6 Ways Federal Agencies Can Overcome Complexity and Improve Mission Performance

Gorodenkoff/Shutterestock.com

The unknown presents the greatest danger.

The federal IT ecosystem is unrelentingly complex, making it that much more critical for federal agencies to achieve as much visibility into their IT resources and resources as possible. This knowledge is vital for agencies to determine the most efficient and complete paths for managing these resources, implementing cybersecurity, and successfully executing new IT initiatives.

Unfortunately, IT Asset Management strategy implementations often fall short when it comes to cataloging the full breadth of the software, hardware and virtual devices operating on or with access to federal agencies’ networks. This is why many agencies must now seek out new approaches that deliver the intelligence and insights required to form a more comprehensive, accurate, and holistic viewpoint of their full IT assets—and to optimize that management both now and well into the future.

But first, the risks of poor IT asset visibility

The Government Accounting Office has long cited the fact that efforts to improve mission performance are often limited by incomplete information and poor usage of IT. The lack of a comprehensive understanding of all IT assets at work within an agency—let alone command over those assets—is at best dangerous and at worst debilitating.

IT asset data must be standardized and accessible across an agency’s systems, from procurement to financial management, IT Service Management, Continuous Diagnostics and Mitigation, IT Asset Management tools and beyond. Poor visibility into IT assets makes it difficult—if not impossible—to ensure that software or firmware receive the latest patches and protections. This leads to attack vectors and weak systems which leave systems vulnerable to attack (not to mention making it harder to recognize attacks as they happen).  

Where federal agency IT staff aren’t properly empowered to control and oversee assets, it also presents fertile ground for shadow IT, in which government employees implement their own unsanctioned technology solutions. Shadow IT naturally compounds risks to agencies by introducing unknowns that undermine the painstaking efforts to achieve proper IT security, governance, and efficiency. In the same way, poor IT asset visibility leads agencies to overspend on software licenses (often exorbitantly), because they lack an essential, accurate understanding of how much software has actually been installed or how many employees truly use the software in question.

How to Plan Your Strategy for Full IT Asset Visibility

When mapping a new path to increase visibility into your federal agency’s IT assets that will continue to pay dividends over the long haul, make sure your full IT asset visibility strategy will enable you to:

1) Implement effective cybersecurity. Leverage greater visibility to ensure hardware and software is updated and the latest security patches are in place. Proactively assess weaknesses regularly and remove and replace IT assets ahead of their end-of-life or end-of-service dates.

2) Expose shadow IT and enforce approved IT Asset policies. Create an accurate manifest of IT assets used within the agency, and compare it to your whitelisted (approved) and blacklisted (not approved) products. IT staff can then follow up by identifying and removing unapproved IT assets (while making certain that all assets comply with the agency’s standards and architecture).

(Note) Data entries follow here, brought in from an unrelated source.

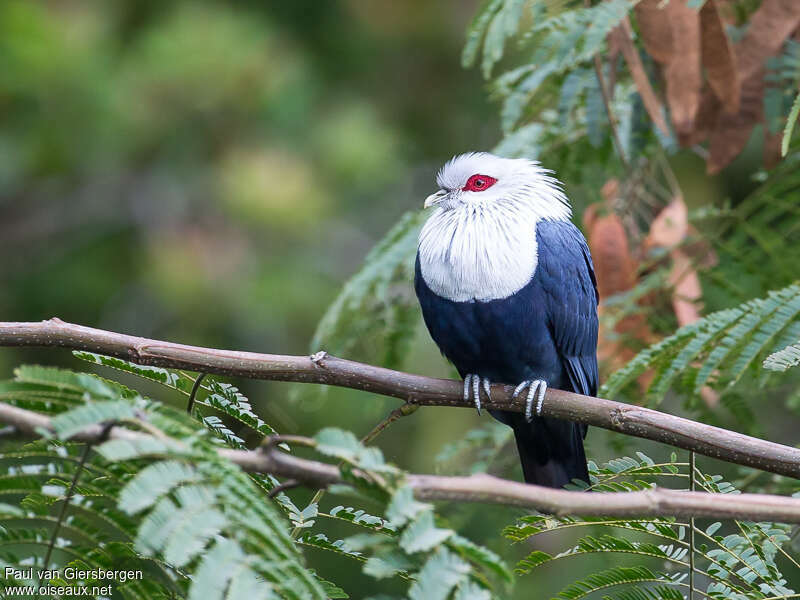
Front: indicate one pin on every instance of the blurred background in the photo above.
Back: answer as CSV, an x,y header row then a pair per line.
x,y
211,173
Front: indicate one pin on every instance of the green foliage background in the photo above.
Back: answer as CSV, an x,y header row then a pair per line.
x,y
213,173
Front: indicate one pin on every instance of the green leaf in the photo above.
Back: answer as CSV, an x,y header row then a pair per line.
x,y
791,120
441,573
422,535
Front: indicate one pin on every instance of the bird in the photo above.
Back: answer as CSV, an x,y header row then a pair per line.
x,y
508,293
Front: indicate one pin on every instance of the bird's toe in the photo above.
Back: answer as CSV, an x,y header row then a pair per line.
x,y
536,390
473,383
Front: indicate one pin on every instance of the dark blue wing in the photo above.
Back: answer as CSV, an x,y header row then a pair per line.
x,y
566,276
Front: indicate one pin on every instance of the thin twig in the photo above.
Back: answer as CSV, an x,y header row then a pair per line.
x,y
598,70
57,526
479,488
415,389
691,528
395,414
193,393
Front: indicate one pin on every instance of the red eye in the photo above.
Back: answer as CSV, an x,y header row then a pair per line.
x,y
478,183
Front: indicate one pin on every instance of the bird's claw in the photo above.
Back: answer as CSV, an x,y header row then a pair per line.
x,y
475,381
533,385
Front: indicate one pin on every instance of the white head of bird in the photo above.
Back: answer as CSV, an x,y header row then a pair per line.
x,y
480,241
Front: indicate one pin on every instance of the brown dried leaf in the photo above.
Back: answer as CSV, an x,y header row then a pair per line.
x,y
683,73
686,290
770,25
615,268
732,132
706,120
621,39
655,29
670,226
719,58
613,263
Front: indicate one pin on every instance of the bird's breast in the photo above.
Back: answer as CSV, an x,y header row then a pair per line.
x,y
478,254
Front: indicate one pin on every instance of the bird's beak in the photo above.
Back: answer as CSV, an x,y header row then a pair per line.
x,y
434,198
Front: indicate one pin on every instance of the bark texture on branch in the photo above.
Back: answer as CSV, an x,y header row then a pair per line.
x,y
325,369
477,488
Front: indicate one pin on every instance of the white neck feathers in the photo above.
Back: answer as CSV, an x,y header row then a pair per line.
x,y
482,245
476,252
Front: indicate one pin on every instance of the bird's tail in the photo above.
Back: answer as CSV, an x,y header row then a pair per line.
x,y
551,451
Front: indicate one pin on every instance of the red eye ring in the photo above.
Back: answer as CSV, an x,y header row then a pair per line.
x,y
478,183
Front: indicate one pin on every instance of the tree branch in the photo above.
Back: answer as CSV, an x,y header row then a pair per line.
x,y
476,488
321,368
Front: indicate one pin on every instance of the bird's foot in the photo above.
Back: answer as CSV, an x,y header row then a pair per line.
x,y
475,381
533,385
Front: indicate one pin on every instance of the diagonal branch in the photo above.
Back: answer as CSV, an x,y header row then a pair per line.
x,y
476,488
416,389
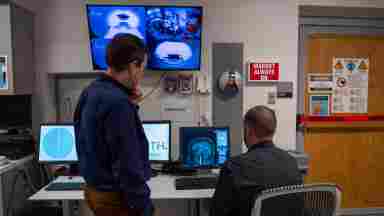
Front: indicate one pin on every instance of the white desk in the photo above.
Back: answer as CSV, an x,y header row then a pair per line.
x,y
6,168
162,187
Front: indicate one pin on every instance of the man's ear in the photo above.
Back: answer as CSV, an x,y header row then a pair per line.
x,y
252,131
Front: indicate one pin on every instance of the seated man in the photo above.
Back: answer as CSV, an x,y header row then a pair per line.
x,y
263,166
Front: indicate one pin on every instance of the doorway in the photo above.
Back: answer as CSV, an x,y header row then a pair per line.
x,y
350,154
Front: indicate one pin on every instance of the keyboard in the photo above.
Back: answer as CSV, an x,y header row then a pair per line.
x,y
65,186
196,182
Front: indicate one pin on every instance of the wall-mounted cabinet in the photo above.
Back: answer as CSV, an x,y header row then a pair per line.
x,y
16,50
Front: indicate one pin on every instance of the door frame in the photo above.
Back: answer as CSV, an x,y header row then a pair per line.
x,y
353,24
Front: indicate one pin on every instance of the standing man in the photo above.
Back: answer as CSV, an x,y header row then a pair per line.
x,y
263,166
111,144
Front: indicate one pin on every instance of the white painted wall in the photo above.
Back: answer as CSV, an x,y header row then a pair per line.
x,y
267,27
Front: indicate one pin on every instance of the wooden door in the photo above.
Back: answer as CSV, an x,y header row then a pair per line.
x,y
350,154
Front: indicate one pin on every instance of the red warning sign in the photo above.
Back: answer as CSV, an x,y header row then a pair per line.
x,y
263,72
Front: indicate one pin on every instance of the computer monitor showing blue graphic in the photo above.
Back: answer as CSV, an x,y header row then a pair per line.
x,y
204,147
57,144
106,21
171,33
158,134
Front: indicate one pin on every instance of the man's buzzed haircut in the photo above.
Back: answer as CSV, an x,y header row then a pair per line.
x,y
262,119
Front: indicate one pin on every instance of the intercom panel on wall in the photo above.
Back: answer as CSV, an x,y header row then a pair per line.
x,y
227,100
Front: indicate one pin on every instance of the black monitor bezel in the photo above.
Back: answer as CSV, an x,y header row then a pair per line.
x,y
155,69
181,148
55,162
170,139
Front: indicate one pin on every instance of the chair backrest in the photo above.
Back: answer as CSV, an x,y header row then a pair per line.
x,y
316,199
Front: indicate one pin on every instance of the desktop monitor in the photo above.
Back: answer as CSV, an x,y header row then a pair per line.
x,y
204,147
57,144
158,134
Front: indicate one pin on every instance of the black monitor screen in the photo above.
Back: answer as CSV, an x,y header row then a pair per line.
x,y
204,147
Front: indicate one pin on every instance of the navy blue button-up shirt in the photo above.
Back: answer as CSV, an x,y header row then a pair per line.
x,y
110,141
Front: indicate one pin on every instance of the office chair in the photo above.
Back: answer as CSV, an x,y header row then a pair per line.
x,y
316,200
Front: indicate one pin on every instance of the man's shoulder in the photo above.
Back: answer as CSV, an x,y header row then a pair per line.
x,y
105,92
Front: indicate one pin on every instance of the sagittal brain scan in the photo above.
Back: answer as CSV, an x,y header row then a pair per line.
x,y
204,147
173,34
174,37
107,21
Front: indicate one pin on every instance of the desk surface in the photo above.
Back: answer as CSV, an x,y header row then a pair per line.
x,y
14,163
162,187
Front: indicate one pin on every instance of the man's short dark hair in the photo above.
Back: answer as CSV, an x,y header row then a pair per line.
x,y
262,119
123,50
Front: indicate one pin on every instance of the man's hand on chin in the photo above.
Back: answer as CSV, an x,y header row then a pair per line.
x,y
137,96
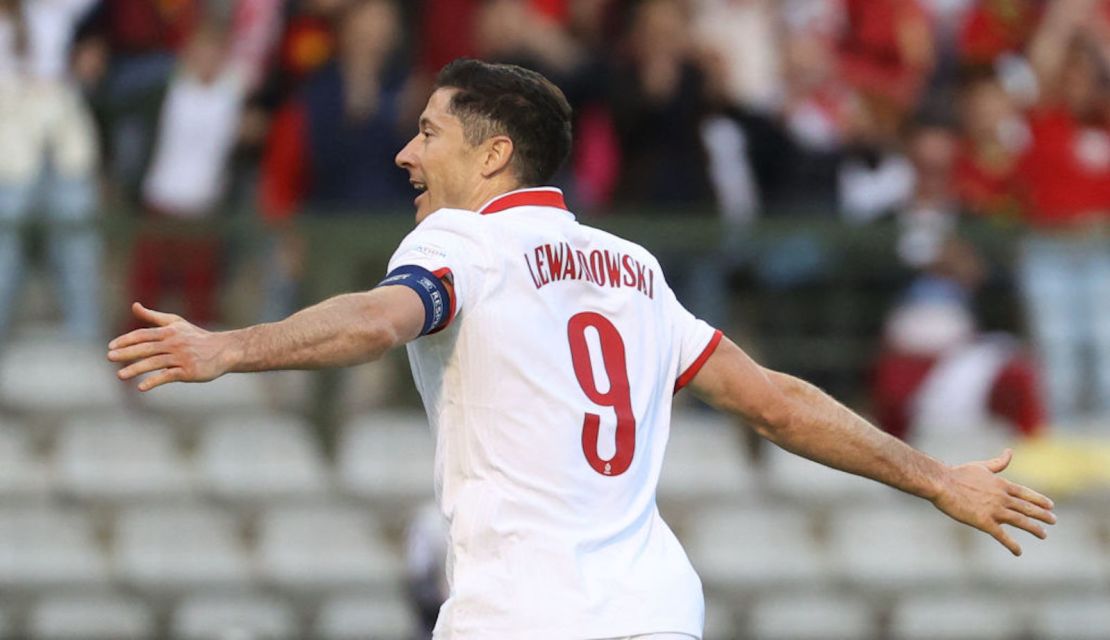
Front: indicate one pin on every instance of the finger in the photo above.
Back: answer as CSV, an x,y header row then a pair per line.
x,y
1027,494
1023,524
1005,538
138,336
147,366
152,316
161,378
1032,510
1000,463
139,351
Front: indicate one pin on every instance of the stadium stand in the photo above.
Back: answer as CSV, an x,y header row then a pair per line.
x,y
49,547
91,617
957,616
364,617
813,617
119,457
234,615
883,549
323,549
259,457
172,549
746,550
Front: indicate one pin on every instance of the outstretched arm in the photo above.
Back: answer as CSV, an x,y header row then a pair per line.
x,y
341,331
803,419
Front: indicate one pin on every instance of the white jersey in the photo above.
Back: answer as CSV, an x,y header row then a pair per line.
x,y
550,393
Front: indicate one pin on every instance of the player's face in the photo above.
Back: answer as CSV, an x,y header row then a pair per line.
x,y
441,164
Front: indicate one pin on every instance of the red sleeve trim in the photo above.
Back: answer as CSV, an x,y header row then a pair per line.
x,y
694,368
448,281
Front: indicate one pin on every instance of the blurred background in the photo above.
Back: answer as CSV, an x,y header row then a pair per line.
x,y
906,202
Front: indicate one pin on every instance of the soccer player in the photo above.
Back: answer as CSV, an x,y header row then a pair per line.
x,y
547,354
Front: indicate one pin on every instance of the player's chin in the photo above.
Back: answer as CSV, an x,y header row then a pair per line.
x,y
423,210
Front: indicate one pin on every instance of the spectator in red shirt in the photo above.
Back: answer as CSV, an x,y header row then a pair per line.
x,y
887,49
995,136
997,27
1065,271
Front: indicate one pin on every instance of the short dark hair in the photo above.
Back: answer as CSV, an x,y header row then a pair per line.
x,y
513,101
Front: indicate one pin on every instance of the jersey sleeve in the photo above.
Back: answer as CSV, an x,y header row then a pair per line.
x,y
442,261
694,341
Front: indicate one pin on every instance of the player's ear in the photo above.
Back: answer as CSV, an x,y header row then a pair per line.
x,y
497,154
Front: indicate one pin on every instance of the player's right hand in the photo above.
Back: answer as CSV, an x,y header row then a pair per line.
x,y
173,351
975,495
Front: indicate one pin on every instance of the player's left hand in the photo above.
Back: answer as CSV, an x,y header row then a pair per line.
x,y
975,495
173,348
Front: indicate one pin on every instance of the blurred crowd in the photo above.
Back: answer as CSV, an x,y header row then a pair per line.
x,y
917,113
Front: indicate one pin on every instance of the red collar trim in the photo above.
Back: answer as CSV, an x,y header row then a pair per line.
x,y
540,196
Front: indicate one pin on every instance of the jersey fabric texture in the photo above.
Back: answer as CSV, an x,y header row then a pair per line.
x,y
550,394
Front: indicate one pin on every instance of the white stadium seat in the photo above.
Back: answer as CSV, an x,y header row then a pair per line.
x,y
811,617
387,456
719,620
898,547
119,456
90,617
260,457
801,480
231,393
43,547
233,616
1070,559
705,461
753,549
54,375
22,475
175,548
958,616
1077,617
365,617
321,548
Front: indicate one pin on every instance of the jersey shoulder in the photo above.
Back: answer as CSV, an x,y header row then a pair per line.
x,y
624,245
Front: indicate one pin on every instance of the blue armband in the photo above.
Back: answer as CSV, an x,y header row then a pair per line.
x,y
433,291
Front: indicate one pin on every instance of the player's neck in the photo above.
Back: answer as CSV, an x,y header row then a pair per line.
x,y
490,190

3) Simplify vendor audits. Build processes for managing enterprise software licenses and maintaining licensing compliance that are based on full visibility into your agency’s usage, costs, and agreements. In this way, your agency benefits from accurate planning and avoids paying for licenses it doesn’t use or need.

4) Consolidate data centers to increase efficiency and leverage FedRAMP. Greater visibility into the specifics of data center equipment—from power ratings to computing power, form factors, temperature ratings, and more—will empower your agency to better execute consolidation efforts, and cut costs by reducing both real estate expenses and energy consumption. Better yet, develop options for virtualizing or containerizing physical servers into a consolidated pool of hosts—or even pushing certain workloads to FedRAMP authorized cloud solutions all together.

5) Know your assets: Enriched data also drives superior IT services efforts, resulting in reduced mean time to resolution, more rapid first call resolution, and increased efficiency. Nothing slows down support workflows faster than not knowing critical information about the asset or user in question.

6) Improve procurement decisions. A holistic viewpoint of your current IT assets offers the perspective to know what you need—and don’t need—going forward. Armed with this information, your agency can better manage vendor relationships, contracts and audits—all while more strategically sourcing assets and preparing for future needs.

When it comes to managing and securing IT assets, the unknown presents the greatest danger. By introducing strategies that deliver full visibility into your agency’s IT assets, you can achieve the effective management and robust cybersecurity that will serve as the foundation for implementing new IT initiatives and for ensuring your agency meets its mission performance goals into the future.

Matt Marnell is the director of Solution Strategy at Flexera.